Floquet Engineering of Lie Algebraic Quantum Systems

TL;DR

This paper introduces a Floquet engineering method for designing periodic drives in Lie algebraic quantum systems, enabling precise control over the Floquet Hamiltonian at any frequency, including regimes beyond fast or slow driving.

Contribution

It develops a systematic Floquet engineering formalism applicable to Lie algebraic quantum systems, utilizing the Wei-Norman ansatz to design driving protocols at arbitrary frequencies.

Findings

Successfully engineered the cross-stitched lattice model.

Demonstrated control over micro-motion dynamics.

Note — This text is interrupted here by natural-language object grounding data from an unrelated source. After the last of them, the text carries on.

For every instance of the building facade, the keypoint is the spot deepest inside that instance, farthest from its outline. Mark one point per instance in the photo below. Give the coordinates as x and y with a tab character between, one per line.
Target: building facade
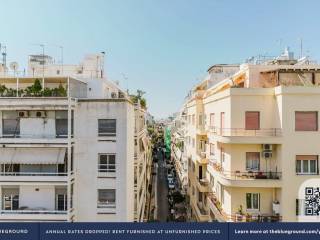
142	166
67	144
248	158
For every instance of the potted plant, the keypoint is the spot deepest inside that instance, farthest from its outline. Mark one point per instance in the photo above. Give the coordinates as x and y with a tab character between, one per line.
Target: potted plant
3	90
248	217
239	214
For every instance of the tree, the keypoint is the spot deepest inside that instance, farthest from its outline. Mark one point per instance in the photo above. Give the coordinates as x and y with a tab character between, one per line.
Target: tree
135	98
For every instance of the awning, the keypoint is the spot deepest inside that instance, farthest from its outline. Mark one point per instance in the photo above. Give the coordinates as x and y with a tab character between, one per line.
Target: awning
32	155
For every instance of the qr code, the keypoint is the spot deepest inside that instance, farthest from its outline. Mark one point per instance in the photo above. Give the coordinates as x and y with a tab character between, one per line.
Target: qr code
312	201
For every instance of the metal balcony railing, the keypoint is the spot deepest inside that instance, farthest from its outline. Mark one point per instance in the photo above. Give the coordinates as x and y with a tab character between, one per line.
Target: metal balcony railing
220	215
245	175
33	174
34	136
32	211
242	132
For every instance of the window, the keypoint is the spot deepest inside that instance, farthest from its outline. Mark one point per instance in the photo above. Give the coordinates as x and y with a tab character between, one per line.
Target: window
61	202
253	201
252	160
211	119
252	121
106	198
61	123
107	163
11	202
10	124
200	120
306	121
307	164
107	127
212	150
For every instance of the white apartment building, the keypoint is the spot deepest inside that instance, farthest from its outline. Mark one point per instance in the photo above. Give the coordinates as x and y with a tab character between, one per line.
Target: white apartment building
142	165
178	149
251	142
66	144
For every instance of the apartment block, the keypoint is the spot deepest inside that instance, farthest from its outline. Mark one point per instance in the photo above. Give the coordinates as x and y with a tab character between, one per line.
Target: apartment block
178	149
66	144
142	165
251	141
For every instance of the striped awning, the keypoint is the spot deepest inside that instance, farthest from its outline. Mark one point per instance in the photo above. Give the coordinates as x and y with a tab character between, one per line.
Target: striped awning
32	155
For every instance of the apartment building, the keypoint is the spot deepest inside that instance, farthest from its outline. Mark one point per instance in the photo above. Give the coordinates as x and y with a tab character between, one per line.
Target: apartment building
251	142
178	150
66	144
142	165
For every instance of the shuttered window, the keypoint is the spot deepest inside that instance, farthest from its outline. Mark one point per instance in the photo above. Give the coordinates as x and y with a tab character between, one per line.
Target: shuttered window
252	120
306	121
211	119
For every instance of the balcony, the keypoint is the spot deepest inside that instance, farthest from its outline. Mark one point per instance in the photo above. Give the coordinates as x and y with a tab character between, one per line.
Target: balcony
221	216
202	157
33	176
201	213
247	178
203	184
33	215
41	87
242	135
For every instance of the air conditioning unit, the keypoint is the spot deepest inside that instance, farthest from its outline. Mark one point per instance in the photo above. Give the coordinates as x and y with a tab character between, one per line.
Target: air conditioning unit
266	147
267	150
267	154
121	94
41	114
22	114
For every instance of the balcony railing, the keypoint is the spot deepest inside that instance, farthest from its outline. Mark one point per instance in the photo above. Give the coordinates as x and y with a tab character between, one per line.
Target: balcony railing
34	136
201	208
245	175
33	174
32	211
223	217
242	132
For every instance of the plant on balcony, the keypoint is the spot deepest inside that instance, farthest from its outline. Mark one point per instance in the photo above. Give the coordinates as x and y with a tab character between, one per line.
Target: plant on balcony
47	92
248	217
34	90
3	90
10	92
239	214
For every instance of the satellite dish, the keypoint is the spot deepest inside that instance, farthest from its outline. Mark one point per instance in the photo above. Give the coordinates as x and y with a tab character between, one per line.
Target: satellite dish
14	66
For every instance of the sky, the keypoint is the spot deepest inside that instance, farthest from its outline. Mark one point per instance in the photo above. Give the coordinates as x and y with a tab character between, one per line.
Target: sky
163	47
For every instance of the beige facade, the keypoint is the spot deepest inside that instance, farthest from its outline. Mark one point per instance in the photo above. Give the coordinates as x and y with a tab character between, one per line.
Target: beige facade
241	172
142	166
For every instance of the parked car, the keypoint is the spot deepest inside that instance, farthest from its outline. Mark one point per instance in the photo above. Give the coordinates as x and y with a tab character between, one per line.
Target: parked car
171	184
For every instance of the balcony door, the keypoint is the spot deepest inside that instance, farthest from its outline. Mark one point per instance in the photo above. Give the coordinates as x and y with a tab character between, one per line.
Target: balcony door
222	122
200	172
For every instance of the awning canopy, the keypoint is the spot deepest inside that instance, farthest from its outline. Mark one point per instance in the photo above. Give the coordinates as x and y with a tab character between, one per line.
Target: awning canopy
32	155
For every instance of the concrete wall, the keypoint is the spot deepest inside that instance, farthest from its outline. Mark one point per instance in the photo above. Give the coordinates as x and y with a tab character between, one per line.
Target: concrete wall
87	147
44	197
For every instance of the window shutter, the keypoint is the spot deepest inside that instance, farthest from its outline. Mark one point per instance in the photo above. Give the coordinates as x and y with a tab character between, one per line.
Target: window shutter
306	121
252	120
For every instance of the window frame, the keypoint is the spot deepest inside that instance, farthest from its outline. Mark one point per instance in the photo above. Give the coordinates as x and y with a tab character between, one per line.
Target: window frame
306	130
259	118
107	134
252	201
301	164
251	168
108	205
107	170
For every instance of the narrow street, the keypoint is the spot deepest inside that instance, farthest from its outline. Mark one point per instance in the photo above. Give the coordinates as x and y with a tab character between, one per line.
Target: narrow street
162	190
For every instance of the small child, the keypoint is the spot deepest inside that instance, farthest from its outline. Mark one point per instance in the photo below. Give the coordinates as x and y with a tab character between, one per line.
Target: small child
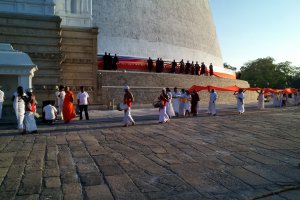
50	113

Applicable to systems with underlying Lie algebraic structures.

Abstract

We propose a `Floquet engineering' formalism to systematically design a periodic driving protocol in order to stroboscopically realize the desired system starting from a given static Hamiltonian. The formalism is applicable to quantum systems which have an underlying closed Lie-algebraic structure, for example, solid-state systems with noninteracting particles moving on a lattice or its variant described by the ultra-cold atoms moving on an optical lattice. Unlike previous attempts at Floquet engineering, our method produces the desired Floquet Hamiltonian at any driving frequency and is not restricted to the fast or slow driving regimes. The approach is based on Wei-Norman ansatz, which was originally proposed to construct a time-evolution operator for any arbitrary driving. Here, we apply this ansatz to the micro-motion dynamics, defined within one period of the driving, and obtain the driving protocol by fixing the gauge of the micro-motion. To illustrate our idea, we use a two-band system or the systems consisting of two sub-lattices as a testbed. Particularly, we focus on engineering the cross-stitched lattice model that has been a paradigmatic flat-band model.